旧米統治下の「復帰っ子」が交流 沖縄やトカラ・奄美、小笠原も…

5月に日本復帰50年を迎える沖縄県と、同様に米統治下からの復帰を経験した鹿児島県のトカラ列島、奄美群島、東京都の小笠原諸島の4地域を結ぶオンライン交流会がこのほど開かれた。それぞれ異なる復帰の年に生まれ「復帰っ子」と呼ばれる世代や関係者らが、復帰運動の歴史や地域振興の課題を語り合った。

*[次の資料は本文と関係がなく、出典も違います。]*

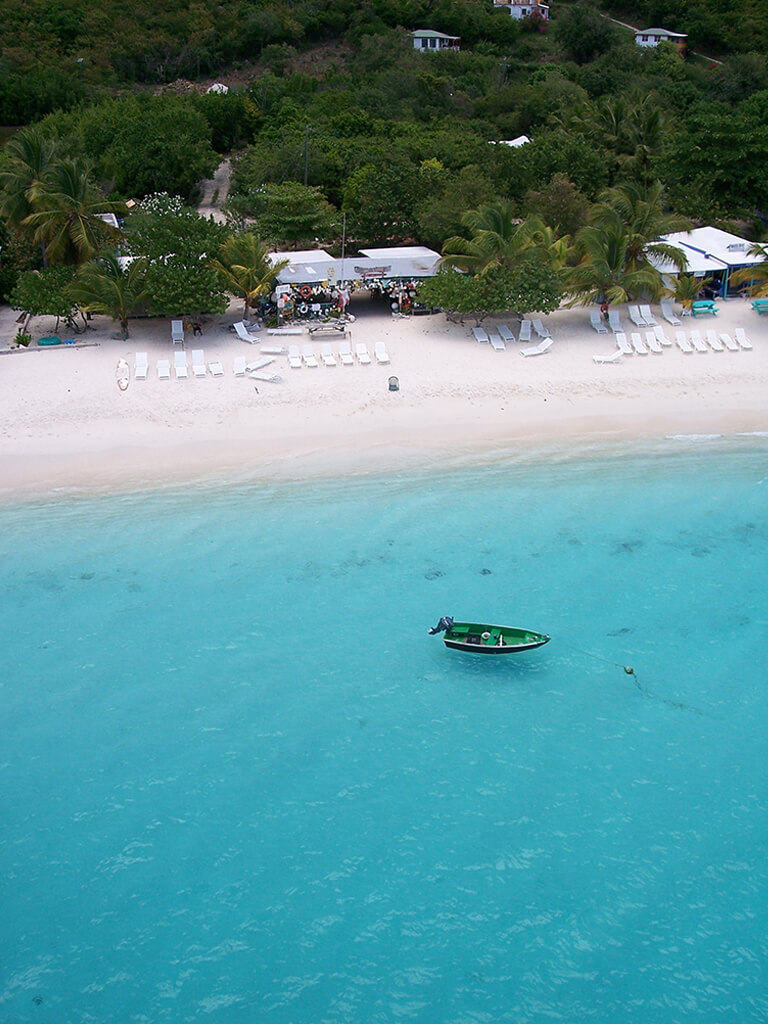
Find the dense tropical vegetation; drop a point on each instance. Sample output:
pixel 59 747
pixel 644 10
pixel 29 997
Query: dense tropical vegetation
pixel 335 125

昭和47年に復帰し4地域の「復帰っ子」では最年少の50歳となる沖縄の参加者らは、今も米軍基地が集中する現状を映像とともに説明し「将来世代への責任を感じながら、沖縄の在り方を考える時期に来ている」と指摘した。

同28年に復帰した奄美の「奄美群島の日本復帰運動を伝承する会」の安原てつ子副会長(68)は、当時の復帰闘争の歴史に触れ「(復帰っ子は)先人に学び、過去と未来をつなぐ役目を担う」と語った。43年復帰の小笠原からは本土との間を結ぶ定期船がほぼ週1便しかない問題、27年復帰のトカラからは島の人口減少などの課題が、それぞれ紹介された。